The parts that feel obvious until they aren’t.
The parts that quietly determine whether an app is understandable six months later.
This article is about those parts—and why they matter more than we like to admit.
Naming: The First Line of Documentation
Names are the most frequently read part of your code. Long before anyone opens a README or a design doc, they read your variable names, type names, and function signatures.
Good naming reduces the need for comments. Bad naming multiplies confusion.
What good naming looks like
Good names describe intent, not implementation. They reflect the problem domain, not the mechanics of how something works.
// ❌ Poor naming
let dataManager = UserManager()
dataManager.load()
// ✅ Better naming
let userRepository = UserRepository()
userRepository.fetchCurrentUser()
In the second example, we know:
- What kind of data is involved
- Where it comes from conceptually
- What the operation actually does
Common iOS naming pitfalls
Some names should make you pause immediately:
class NetworkManager { }
class DataHelper { }
class Utils { }
These names grow endlessly because they communicate nothing about responsibility. They become dumping grounds.
A good litmus test:
If you can’t describe what a type does without using the word “stuff,” the name is wrong.
Renaming is not free—but neither is letting confusion compound indefinitely.
Structure: Code Organization as a Communication Tool
Code structure is not about aesthetics.
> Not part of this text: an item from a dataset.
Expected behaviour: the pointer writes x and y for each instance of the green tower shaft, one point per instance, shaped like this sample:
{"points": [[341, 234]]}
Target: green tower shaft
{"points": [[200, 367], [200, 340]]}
It’s about how fast someone can answer questions:
- Where does this logic live?
- What happens when this screen loads?
- What breaks if I change this?
Well-structured code answers those questions without searching.
A structural smell: the god view controller
class ProfileViewController: UIViewController {
func viewDidLoad() {
fetchUser()
configureUI()
trackAnalytics()
validateSession()
handleErrors()
}
}
This controller is doing everything—and therefore explaining nothing.
A more communicative structure
class ProfileViewController: UIViewController {
private let viewModel: ProfileViewModel
func viewDidLoad() {
super.viewDidLoad()
viewModel.load()
}
}
Now responsibility is obvious:
- The view controller displays
- The view model coordinates behavior
- Side effects have a clear home
Structure becomes a map. When the map is predictable, onboarding is faster and refactors are safer.
Error States: Designing for the App You Don’t Want to See
Most apps are designed for the happy path. Real users do not live on that path.
They lose connectivity.
They log in on old devices.
They receive incomplete data.
Ignoring error states does1 not make them disappear—it just makes them surface as crashes or silent failures.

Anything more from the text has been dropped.